[""Old Put"" The Patriot by Frederick A. Ober]@TWC D-Link book""Old Put"" The Patriot CHAPTER XIV 3/7
The presence of this immense fleet did not prevent the proper reception of the immortal _Declaration of Independence_, proclaimed by the Continental Congress at Philadelphia on the 4th of July, 1776, and which was read to the troops, amid loud acclaim from officers and common soldiers, on the 9th. [Illustration: Israel Putnam. From a painting by Trumbull.] The arrival of the vast fleet, the subsequent landing of an army of nearly twenty-five thousand men, and the warlike preparations which the British were feverishly making looking to the capture of the city, did not alarm Old Put, with his total force of scarcely seventeen thousand. He went on as calmly and as determinedly as though himself commander of the larger army, for the hero of Bunker Hill never anticipated defeat. He always fought to the last, after making every needful preparation for whatever event, and at New York, although the chances were all against him, he did his utmost to bring about success.

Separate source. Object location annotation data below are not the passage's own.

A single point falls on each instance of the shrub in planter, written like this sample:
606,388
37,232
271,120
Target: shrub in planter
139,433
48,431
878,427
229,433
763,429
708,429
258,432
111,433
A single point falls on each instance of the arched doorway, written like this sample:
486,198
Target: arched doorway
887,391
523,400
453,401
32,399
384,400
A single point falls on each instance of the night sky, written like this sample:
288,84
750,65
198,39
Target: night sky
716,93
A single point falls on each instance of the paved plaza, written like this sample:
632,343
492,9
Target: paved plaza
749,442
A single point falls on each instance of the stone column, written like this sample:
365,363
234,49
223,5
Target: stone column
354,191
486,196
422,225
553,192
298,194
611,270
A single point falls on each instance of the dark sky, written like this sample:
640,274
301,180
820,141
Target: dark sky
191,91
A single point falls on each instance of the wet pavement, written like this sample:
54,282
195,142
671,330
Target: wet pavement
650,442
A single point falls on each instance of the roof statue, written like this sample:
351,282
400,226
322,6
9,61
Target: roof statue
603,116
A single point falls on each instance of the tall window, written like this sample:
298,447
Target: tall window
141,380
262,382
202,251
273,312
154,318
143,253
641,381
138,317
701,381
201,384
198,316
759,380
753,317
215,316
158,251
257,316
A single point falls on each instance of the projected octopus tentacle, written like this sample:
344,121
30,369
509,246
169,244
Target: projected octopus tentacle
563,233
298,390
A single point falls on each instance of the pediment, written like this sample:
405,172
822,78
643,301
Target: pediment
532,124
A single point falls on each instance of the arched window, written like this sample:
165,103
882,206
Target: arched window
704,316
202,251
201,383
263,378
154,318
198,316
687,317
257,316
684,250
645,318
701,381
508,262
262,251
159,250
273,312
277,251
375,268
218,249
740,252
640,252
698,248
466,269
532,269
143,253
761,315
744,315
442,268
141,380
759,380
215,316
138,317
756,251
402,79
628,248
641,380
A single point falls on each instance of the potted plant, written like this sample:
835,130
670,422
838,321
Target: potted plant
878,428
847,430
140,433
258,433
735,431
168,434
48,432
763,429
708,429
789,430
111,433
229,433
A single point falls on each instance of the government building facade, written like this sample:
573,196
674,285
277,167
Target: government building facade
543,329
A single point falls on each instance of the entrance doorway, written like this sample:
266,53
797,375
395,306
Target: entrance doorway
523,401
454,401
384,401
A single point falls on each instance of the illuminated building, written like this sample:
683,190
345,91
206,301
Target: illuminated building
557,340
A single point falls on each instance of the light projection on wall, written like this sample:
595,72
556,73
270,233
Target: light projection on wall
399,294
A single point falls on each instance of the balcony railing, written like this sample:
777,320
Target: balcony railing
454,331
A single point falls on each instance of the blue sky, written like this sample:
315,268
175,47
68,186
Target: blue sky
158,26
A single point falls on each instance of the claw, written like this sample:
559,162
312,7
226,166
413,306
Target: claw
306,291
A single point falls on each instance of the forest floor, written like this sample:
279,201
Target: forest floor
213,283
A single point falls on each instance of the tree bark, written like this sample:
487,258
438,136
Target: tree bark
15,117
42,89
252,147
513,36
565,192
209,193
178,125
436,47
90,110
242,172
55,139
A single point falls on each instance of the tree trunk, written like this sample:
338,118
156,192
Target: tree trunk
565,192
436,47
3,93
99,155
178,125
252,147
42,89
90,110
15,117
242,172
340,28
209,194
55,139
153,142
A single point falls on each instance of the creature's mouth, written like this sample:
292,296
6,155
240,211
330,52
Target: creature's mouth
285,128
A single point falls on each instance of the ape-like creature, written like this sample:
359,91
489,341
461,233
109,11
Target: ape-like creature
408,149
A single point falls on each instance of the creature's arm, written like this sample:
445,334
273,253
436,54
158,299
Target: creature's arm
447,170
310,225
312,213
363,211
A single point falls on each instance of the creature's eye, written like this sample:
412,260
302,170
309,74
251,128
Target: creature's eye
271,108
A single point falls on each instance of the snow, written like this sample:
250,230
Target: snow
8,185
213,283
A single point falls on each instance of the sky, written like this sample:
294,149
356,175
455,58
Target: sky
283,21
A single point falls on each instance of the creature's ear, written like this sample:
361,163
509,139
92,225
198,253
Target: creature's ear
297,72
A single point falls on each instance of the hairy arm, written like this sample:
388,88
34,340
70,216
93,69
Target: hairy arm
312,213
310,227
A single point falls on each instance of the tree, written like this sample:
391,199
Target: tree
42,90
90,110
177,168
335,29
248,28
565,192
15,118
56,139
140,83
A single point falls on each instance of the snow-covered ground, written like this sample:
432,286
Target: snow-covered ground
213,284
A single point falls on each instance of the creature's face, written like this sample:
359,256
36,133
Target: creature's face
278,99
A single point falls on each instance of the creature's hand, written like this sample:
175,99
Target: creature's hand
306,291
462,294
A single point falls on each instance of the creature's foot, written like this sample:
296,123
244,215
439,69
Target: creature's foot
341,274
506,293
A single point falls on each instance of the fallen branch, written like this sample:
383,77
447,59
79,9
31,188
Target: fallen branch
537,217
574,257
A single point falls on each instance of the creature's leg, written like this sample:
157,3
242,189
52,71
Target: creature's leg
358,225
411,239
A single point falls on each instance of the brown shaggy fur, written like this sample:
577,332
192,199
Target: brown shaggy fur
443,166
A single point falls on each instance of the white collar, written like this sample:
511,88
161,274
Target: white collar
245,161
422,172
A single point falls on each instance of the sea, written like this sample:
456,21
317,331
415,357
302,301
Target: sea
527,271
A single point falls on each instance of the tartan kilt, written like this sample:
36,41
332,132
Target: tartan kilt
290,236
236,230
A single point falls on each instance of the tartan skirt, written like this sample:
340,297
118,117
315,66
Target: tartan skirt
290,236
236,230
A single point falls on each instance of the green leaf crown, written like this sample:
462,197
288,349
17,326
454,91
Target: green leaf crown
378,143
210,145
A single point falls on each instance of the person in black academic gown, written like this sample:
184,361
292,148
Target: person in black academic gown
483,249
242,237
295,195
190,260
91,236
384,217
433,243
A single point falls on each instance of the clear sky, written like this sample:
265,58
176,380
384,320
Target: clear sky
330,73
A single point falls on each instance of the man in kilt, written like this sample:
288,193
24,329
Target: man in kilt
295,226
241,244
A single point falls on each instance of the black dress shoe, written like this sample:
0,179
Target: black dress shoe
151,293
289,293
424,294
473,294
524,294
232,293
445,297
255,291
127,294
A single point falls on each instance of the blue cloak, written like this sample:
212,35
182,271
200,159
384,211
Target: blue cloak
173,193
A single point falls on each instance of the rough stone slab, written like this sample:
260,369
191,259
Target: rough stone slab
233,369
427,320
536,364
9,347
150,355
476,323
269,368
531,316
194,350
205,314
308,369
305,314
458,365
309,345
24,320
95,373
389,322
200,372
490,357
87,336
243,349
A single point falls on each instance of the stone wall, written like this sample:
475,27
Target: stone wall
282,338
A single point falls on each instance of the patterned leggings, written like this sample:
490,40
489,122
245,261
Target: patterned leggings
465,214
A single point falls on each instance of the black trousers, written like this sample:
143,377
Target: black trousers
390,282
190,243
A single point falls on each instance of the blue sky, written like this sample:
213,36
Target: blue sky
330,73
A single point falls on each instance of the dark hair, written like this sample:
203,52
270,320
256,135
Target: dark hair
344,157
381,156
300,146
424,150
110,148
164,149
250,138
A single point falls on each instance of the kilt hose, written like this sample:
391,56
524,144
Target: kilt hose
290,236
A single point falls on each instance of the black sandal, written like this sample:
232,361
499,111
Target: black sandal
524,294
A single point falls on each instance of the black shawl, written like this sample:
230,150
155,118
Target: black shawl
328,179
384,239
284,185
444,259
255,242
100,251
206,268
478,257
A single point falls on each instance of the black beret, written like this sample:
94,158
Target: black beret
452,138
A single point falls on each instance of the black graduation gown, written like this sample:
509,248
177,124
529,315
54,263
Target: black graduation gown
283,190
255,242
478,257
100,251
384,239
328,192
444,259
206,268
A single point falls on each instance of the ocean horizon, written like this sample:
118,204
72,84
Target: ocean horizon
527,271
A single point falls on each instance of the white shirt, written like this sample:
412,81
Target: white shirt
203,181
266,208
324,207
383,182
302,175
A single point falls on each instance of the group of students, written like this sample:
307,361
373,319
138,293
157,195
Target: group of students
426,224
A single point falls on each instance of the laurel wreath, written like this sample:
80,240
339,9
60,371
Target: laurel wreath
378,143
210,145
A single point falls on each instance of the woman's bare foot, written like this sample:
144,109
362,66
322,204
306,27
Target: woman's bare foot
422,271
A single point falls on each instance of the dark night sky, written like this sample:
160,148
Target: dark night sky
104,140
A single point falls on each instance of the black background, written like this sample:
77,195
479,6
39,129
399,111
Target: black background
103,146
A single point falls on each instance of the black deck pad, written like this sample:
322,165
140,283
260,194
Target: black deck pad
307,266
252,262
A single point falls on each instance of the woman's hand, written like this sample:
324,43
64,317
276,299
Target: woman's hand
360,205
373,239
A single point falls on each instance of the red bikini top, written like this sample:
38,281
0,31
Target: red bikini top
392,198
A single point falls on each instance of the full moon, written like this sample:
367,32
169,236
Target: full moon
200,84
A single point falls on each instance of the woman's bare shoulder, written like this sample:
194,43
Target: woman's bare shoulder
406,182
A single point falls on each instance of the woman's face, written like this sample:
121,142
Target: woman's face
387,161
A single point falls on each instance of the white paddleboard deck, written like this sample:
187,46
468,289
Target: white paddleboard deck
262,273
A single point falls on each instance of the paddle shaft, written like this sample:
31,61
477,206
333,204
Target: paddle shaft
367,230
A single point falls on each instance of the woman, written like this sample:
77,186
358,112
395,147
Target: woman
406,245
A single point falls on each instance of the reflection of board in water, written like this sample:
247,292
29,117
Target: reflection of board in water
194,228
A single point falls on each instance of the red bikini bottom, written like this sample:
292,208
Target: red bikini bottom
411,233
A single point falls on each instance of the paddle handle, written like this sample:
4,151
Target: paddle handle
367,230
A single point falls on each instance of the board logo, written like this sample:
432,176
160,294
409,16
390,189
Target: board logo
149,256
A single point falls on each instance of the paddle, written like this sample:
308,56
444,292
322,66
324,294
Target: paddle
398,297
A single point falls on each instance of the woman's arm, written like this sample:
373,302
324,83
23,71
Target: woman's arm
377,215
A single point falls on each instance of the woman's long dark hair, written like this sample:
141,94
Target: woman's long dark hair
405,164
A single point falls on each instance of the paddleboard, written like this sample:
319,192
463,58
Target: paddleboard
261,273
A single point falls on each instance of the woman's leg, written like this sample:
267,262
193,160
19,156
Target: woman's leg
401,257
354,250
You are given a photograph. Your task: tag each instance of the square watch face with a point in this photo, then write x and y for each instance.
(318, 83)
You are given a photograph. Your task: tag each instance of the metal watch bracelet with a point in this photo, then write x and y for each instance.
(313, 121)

He had fortified Governor's Island and Red Hook in order to prevent the enemy's ships of war from ascending the Hudson; he now sank several old hulks in the channel for the same purpose; but, notwithstanding, two war-vessels succeeded in getting up the North River, which they afterward descended, without injury to themselves. It having been recommended by Congress that "fire-rafts be prepared and sent among the enemy's shipping," Putnam acted in accordance with the suggestion by fitting out fourteen fire-ships for the purpose, though nothing was accomplished with them.
Still persistent in his endeavors to drive off the enemy, he adopted the invention of David Bushnell, a native of his own State, which the inventor called the "great American Turtle," and which, in fact, was a submarine torpedo, probably the first one thus used in warfare.
It was to be guided by one man, and that man was to have been Bushnell himself; but, unfortunately, he fell sick, and the "turtle" boat with its infernal machine was entrusted to a Connecticut sergeant named "Bije" Shipman, who promised to row the "submarine"-- diminutive prototype of all those which have committed such destruction since--down the bay and attach the torpedo to the bottom of the British admiral's ship.
He reached the ship without being observed--strange to say--and attempted to attach the torpedo; but the attaching screw struck against an iron plate and caused great delay. Coming up to get a breath of fresh air, "Bije" was seen and fired upon by a sentinel, and at once rowed away as fast as his oars could carry him.